The OrangeCat Racing team already has two more test days scheduled at Chuckwalla Valley Raceway in Southern California.

“My idea behind it is how far can we take this bike, and can electric beat gas? It’s not because I want to sell electric and be anti-gas, because I’ll always be for the gas bikes, but this is just a fun project.”- Josh Herrin

“I’m doing more testing on this bike than I’ve done since I was a kid on Yamaha, and without the pressure,” Herrin said. ‘Yesterday it felt like we won a Superbike race. I’ve never been a part of something like that, where we’re building something. It’s crazy seeing what everybody’s reaction to electric bikes is. I never really understood there was so much hate towards the whole electric bike thing. I made that post with the bike flying by, and it has 210,000 views and 800 comments. A lot of them are negative, but to me that’s good because there’s a lot of attention around it.

“My idea behind it is how far can we take this bike, and can electric beat gas? It’s not because I want to sell electric and be anti-gas, because I’ll always be for the gas bikes, but this is just a fun project. To me, it’s just something different. It’s a motorcycle and it’s different. Why do we always want to be on the same stuff all the time? This is just something fun. It’s a different sensation when you ride it. There’s a lot of cool technology in it. None of the guys on this team with Lightfighter are anti-gas or anti-Superbike. They just want to do something that nobody has done before. They want to try to win some races against gas bikes. It’s not because they don’t like gas bikes or they’re trying to change what everybody’s thought process is. They just want to do something cool and different.”

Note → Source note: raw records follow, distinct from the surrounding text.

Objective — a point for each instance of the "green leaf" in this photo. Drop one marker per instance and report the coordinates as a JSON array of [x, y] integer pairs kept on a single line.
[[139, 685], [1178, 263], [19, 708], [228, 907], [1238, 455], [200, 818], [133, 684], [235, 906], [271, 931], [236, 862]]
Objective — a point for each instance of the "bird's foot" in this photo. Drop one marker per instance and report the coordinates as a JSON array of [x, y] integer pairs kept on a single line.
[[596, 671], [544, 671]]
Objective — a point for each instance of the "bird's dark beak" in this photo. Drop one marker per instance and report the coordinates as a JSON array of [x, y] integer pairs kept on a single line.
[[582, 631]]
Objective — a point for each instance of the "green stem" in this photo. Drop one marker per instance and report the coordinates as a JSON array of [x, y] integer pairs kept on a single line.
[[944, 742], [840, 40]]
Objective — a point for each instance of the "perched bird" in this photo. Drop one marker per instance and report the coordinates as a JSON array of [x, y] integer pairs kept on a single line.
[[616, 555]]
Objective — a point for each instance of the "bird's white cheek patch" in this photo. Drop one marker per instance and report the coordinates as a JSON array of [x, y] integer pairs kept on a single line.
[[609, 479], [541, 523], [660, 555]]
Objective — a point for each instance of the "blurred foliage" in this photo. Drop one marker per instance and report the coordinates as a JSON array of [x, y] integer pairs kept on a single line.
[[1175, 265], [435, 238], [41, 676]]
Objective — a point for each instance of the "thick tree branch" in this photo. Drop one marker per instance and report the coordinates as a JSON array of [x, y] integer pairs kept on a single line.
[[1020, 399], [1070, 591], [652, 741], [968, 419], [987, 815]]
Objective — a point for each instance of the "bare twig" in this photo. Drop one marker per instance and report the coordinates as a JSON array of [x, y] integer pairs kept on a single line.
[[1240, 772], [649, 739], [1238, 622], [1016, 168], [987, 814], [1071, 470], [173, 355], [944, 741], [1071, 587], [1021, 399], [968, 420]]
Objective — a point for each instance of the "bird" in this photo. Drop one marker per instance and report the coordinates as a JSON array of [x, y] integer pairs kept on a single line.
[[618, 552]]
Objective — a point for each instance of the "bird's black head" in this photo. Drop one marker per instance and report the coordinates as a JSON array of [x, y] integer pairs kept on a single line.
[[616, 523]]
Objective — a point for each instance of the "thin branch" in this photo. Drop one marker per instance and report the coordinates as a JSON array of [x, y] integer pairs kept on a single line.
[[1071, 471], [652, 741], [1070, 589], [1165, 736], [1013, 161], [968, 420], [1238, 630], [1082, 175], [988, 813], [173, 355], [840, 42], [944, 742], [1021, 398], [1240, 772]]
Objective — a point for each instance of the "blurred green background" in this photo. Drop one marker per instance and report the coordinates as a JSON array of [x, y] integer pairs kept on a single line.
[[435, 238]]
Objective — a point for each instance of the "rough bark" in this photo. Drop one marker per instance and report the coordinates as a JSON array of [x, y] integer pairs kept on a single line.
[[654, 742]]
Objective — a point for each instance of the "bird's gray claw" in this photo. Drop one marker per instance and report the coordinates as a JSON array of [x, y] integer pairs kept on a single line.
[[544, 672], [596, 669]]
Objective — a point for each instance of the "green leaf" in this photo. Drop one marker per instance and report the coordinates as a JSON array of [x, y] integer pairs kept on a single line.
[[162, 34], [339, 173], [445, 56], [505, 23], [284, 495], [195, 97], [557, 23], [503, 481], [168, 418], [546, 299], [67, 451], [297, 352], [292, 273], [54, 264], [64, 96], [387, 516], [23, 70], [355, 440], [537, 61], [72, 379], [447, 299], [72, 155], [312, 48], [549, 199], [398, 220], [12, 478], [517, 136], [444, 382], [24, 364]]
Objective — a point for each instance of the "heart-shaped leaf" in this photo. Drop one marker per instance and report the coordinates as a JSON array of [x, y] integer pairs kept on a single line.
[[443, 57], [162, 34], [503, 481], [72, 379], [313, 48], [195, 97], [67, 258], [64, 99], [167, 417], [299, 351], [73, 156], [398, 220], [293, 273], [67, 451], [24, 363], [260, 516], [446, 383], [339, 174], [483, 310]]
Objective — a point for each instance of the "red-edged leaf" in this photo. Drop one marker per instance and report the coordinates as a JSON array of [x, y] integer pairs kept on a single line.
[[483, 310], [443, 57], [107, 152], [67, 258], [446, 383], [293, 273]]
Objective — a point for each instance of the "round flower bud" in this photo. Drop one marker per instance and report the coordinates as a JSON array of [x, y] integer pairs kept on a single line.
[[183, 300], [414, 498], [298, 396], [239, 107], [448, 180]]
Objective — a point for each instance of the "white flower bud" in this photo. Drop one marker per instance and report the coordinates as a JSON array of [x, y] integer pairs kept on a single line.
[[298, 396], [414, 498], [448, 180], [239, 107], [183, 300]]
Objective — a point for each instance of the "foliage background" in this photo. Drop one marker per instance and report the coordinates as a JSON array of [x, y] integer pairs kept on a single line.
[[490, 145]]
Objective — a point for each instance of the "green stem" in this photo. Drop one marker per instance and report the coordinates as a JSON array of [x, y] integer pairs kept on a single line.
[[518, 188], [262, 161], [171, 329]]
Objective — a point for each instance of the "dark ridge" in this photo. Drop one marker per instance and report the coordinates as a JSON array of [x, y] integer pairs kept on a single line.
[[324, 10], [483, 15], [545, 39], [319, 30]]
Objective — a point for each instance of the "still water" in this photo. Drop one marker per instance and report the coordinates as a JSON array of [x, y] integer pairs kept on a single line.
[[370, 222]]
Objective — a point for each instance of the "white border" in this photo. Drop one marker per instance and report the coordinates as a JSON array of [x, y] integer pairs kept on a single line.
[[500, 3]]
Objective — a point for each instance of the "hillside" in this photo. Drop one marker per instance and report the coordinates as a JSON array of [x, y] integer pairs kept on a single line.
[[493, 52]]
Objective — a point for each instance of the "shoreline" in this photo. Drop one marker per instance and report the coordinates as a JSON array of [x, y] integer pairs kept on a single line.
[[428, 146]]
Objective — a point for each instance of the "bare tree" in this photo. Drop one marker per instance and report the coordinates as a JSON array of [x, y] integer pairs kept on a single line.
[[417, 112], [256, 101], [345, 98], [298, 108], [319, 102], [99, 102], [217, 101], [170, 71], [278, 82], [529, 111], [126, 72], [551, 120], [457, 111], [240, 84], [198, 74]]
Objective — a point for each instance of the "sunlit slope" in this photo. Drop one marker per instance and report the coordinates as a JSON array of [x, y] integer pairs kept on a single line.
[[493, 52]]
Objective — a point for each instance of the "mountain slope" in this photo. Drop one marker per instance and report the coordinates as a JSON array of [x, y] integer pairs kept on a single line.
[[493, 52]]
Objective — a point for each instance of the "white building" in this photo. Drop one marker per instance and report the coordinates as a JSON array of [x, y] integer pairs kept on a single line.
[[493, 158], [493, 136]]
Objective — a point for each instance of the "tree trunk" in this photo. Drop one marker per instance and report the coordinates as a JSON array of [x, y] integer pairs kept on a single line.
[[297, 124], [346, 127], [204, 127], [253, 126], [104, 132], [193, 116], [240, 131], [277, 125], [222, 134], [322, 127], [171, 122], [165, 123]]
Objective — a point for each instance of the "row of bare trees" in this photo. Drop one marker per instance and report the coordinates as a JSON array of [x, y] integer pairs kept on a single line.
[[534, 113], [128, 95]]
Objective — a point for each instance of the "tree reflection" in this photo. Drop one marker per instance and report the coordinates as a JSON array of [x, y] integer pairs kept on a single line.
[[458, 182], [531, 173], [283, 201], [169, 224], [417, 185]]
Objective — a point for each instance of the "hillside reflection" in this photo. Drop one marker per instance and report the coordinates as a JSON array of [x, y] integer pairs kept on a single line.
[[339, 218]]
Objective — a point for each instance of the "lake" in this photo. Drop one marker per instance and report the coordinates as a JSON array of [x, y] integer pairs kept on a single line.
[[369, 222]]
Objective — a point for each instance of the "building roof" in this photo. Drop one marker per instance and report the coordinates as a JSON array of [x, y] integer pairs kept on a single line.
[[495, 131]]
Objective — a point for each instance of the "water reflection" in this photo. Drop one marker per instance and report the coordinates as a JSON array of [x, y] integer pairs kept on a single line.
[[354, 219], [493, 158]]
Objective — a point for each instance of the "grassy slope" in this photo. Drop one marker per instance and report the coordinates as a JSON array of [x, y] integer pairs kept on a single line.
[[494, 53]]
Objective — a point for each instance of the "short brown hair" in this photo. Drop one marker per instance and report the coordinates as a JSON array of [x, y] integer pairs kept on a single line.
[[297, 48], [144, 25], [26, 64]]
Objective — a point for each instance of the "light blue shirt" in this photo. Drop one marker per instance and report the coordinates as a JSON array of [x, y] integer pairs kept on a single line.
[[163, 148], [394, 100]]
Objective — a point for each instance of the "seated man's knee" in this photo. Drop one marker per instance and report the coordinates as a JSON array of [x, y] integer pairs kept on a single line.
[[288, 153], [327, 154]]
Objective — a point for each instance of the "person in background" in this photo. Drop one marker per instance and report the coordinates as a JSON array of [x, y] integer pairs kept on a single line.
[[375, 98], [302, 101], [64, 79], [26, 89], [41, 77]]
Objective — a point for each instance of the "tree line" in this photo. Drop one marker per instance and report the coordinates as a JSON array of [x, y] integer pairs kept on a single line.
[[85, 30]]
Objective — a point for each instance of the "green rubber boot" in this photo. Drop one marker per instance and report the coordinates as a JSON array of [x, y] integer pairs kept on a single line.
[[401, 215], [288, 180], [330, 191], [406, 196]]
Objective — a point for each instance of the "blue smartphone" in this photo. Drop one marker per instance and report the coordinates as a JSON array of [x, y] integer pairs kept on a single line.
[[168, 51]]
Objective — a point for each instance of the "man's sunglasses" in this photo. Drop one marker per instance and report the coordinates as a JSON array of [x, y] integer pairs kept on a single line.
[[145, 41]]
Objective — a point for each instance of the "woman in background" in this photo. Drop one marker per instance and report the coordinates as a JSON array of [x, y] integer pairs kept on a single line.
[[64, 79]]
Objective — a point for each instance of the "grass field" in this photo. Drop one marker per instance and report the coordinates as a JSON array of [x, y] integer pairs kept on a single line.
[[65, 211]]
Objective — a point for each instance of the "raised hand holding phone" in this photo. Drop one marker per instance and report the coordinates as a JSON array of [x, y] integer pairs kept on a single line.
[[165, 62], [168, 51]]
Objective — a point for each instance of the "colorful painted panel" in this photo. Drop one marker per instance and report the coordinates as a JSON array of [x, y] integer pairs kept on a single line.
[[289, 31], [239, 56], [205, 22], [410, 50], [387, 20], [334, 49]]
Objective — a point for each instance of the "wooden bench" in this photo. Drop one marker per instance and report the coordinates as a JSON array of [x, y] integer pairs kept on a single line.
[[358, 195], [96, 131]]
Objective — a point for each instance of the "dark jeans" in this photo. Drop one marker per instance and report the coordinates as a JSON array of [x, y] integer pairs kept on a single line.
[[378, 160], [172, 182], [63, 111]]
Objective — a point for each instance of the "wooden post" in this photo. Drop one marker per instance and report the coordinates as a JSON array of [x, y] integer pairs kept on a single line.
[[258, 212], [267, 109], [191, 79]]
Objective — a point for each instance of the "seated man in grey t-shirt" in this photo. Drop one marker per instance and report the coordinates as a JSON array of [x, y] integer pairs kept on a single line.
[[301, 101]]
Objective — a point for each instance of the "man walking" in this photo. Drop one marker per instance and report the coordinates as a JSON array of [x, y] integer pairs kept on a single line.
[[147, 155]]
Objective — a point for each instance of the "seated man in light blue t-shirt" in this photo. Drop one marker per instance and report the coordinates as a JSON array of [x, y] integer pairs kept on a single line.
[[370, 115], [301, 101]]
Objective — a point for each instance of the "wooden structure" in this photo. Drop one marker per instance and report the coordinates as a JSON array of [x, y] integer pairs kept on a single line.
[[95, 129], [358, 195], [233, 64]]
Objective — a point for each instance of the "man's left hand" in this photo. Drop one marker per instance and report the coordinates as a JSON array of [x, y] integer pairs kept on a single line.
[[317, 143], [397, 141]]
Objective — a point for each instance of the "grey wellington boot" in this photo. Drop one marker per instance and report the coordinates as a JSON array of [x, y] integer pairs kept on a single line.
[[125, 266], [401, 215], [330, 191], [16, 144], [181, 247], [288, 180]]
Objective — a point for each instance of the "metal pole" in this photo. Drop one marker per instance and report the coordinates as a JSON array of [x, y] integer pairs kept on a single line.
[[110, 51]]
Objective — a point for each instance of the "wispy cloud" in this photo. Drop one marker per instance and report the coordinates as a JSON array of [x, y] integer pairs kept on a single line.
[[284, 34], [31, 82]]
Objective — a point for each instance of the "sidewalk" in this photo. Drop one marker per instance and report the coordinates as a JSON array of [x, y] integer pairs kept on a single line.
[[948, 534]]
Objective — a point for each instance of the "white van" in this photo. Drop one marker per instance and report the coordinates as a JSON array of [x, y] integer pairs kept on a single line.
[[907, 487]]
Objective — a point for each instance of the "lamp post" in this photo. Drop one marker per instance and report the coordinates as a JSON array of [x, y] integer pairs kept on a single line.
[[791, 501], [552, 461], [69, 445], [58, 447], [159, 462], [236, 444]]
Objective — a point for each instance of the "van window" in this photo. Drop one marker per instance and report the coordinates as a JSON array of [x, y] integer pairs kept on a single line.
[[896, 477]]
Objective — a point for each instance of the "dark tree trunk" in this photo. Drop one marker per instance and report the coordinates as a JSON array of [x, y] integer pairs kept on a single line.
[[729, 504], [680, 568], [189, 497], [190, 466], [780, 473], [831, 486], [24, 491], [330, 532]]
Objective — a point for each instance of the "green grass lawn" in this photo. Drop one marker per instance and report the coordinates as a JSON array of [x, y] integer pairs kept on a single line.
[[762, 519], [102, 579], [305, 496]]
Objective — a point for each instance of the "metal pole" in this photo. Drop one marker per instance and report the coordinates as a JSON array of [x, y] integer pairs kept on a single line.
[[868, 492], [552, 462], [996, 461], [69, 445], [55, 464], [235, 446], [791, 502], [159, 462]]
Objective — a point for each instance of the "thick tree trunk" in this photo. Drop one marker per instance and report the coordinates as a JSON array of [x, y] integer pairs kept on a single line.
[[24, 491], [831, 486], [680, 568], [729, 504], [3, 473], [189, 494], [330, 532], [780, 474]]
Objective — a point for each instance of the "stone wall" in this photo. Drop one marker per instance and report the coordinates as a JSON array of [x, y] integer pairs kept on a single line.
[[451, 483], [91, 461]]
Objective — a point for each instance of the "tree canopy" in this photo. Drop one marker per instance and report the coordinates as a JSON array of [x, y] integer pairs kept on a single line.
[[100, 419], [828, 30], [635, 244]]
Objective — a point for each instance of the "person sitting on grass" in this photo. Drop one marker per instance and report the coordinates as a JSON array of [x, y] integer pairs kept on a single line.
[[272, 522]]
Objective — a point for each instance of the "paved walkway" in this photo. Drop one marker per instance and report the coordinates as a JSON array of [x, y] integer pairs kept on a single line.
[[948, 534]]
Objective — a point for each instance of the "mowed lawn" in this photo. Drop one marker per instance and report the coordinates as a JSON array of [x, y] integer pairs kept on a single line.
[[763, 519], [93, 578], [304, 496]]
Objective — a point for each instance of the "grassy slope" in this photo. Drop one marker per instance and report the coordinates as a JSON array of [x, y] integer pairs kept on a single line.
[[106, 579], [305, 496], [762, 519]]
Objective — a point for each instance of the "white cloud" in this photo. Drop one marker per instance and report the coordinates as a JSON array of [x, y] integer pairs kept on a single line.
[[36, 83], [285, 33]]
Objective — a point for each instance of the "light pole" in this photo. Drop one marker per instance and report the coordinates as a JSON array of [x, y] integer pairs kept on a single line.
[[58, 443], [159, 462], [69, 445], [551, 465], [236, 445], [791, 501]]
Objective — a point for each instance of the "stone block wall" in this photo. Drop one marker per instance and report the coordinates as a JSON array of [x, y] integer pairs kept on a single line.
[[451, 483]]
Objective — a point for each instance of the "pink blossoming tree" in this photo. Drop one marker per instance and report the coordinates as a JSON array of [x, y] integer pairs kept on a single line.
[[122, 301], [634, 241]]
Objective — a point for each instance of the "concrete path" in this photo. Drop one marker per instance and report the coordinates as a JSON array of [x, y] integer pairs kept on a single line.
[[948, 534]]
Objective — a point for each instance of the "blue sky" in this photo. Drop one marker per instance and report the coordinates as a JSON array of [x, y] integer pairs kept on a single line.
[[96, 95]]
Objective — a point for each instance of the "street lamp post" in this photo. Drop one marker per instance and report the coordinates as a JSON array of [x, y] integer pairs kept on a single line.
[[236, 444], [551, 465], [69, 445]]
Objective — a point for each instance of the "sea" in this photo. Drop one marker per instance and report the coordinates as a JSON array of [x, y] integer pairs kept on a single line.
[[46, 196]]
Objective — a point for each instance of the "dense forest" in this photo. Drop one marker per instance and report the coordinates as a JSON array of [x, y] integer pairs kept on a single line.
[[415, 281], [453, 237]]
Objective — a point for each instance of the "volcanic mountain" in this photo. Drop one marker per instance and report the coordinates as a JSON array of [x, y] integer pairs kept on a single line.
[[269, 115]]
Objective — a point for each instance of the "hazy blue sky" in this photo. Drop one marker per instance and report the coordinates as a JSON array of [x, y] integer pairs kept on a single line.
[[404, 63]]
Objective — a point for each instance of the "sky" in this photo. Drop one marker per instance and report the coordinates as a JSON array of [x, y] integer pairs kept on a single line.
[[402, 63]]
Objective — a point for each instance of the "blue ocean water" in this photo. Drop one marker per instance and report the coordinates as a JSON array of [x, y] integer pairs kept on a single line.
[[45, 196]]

There are seven Super Hooligan National Championship rounds scheduled for 2026, so Herrin will have seven rounds where he will compete in two classes. He’ll race in the Hooligan races on the Lightfighter and the Supersport rounds on the Rahal Ducati Moto Panigale V2. Switching back and forth won’t be difficult, Herrin said.

“It’s so similar,” Herrin said “That’s what I’m saying. It feels like I’m riding a regular race bike. The only thing is there is no clutch and no shifter. But I think that makes it easier for me to hop on another bike, because I don’t need to worry about shift points and stuff like that.”